Bild: Imker demonstrieren vor dem Bayerischen Landtag in München gegen den Anb…
Karl-Heinz Bablok ist gewohnt, dass der Honig fließt. Doch in diesem Jahr
ist alles anders. Der Imker aus dem bayerischen Kaisheim im Landkreis
Donau-Ries hat seine Ernte, 340 Kilo Honig, zur Müllverbrennungsanlage nach
Augsburg gekarrt. Dort wurde sie verheizt. Anfangs ist Bablok ganz ruhig,
als er die Geschichte am Telefon erzählt. Am Schluss ist er richtig sauer.
Bablok ist der erste Imker, der verpflichtet wurde, seine Ernte zu
entsorgen, nachdem er den Honig in einem unabhängigen Labor auf Gentechnik
hatte testen lassen. Den Namen des Prüfinstituts nennt Bablok nicht. Es
wolle nicht öffentlich genannt werden, sagt er. Vier Gläser Honig hatte er
zur Untersuchung gebracht, die er aus dem großen Fass Honig in seinem
Keller befüllt hatte. In einem wurden Spuren von Blütenpollen entdeckt -
Blütenpollen von Genmais der Sorte Mon 810. Das habe er dem Veterinär im
Landratsamt mitgeteilt, der sonst auch seine Bienenstöcke kontrolliere.
Der Mais des US-Agrarkonzerns Monsanto ist nur als Tierfutter, nicht als
Lebensmittel zugelassen. Nicht die kleinste Spur von ihm darf auf den
Teller. So entschied das Augsburger Verwaltungsgericht schon im Mai diesen
Jahres, dass belasteter Honig vernichtet werden muss. Der Tierarzt ordnete
also an, den Honig zu entsorgen. Bablok: "Sie dürfen das auch nicht einfach
in den Müllcontainer schmeißen." Er musste einen Entsorgungsnachweis
liefern.
Schon lange warnen Imker davor, dass es mit dem Honig nicht zum besten
steht. Jahrelang machten den Bienen Ackergifte zu schaffen, dann Milben.

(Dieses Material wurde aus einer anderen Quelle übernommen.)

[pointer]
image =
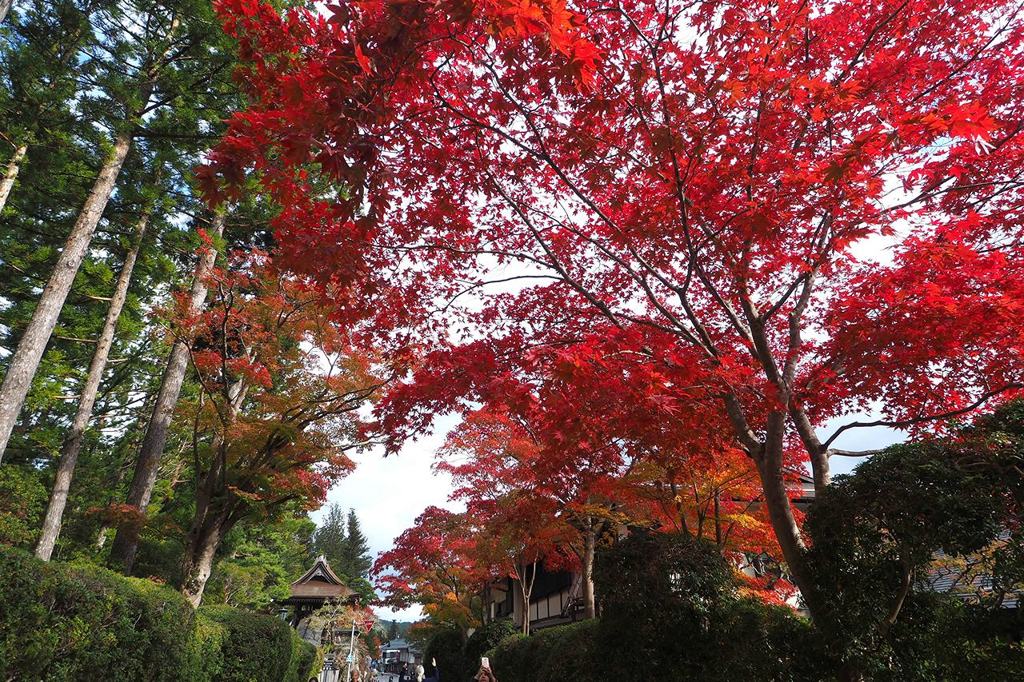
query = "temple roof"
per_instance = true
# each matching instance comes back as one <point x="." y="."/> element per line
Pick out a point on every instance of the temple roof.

Nun werden Genpflanzen zum Problem. Bienen sammeln Nektar von mehreren
Millionen Blüten für ein Kilo Honig. In der Regel fliegen sie in einem
Radius von fünf Kilometern. Und sie unterscheiden nicht zwischen Blüten von
herkömmlichen und gentechnisch veränderten Pflanzen.
Dabei hat Bablok versucht, seine Bienen von Genpflanzen fern zu halten.
Zwei Kilometer entfernt von seinem Haus baut die Bayerische Landesanstalt
für Landwirtschaft Genmais an. In diesem Sommer hat der Imker seine 50
Bienenvölker deshalb umgesiedelt - weg aus der Umgebung der staatlichen
Gen-Äcker hin nach München in die Nähe des Englischen Gartens. Zudem
erntete er den Honig noch vor der Maisblüte.
Aller Aufwand hat nicht geholfen. Trotzdem tauchten in Babloks Honig die
fremdartigen Pollen auf. Bablok vermutet, dass das daher kommt, dass er
seine Völker in diesem Frühjahr mit überschüssigen Pollen aus dem letzten
Jahr gefüttert hatte. 2007 hatte er die Bienen aber nicht ins ferne Exil
verfrachtet und die Ernte auch nicht testen lassen, weil er sie gar nicht
verkaufen wollte. Die Analysen sind kostspielig. Und Bablok ist
Freizeitimker, einer von 80.000 in Deutschland.
Nun kommt ihn das Hobby teuer zu stehen. Bablok rechnet die Ausgaben für
2008 zusammen: Das Labor habe 746,73 Euro verlangt. Oben drauf kämen die
Kosten für den Umzug der Bienenstöcke und für die Entsorgung der Ernte.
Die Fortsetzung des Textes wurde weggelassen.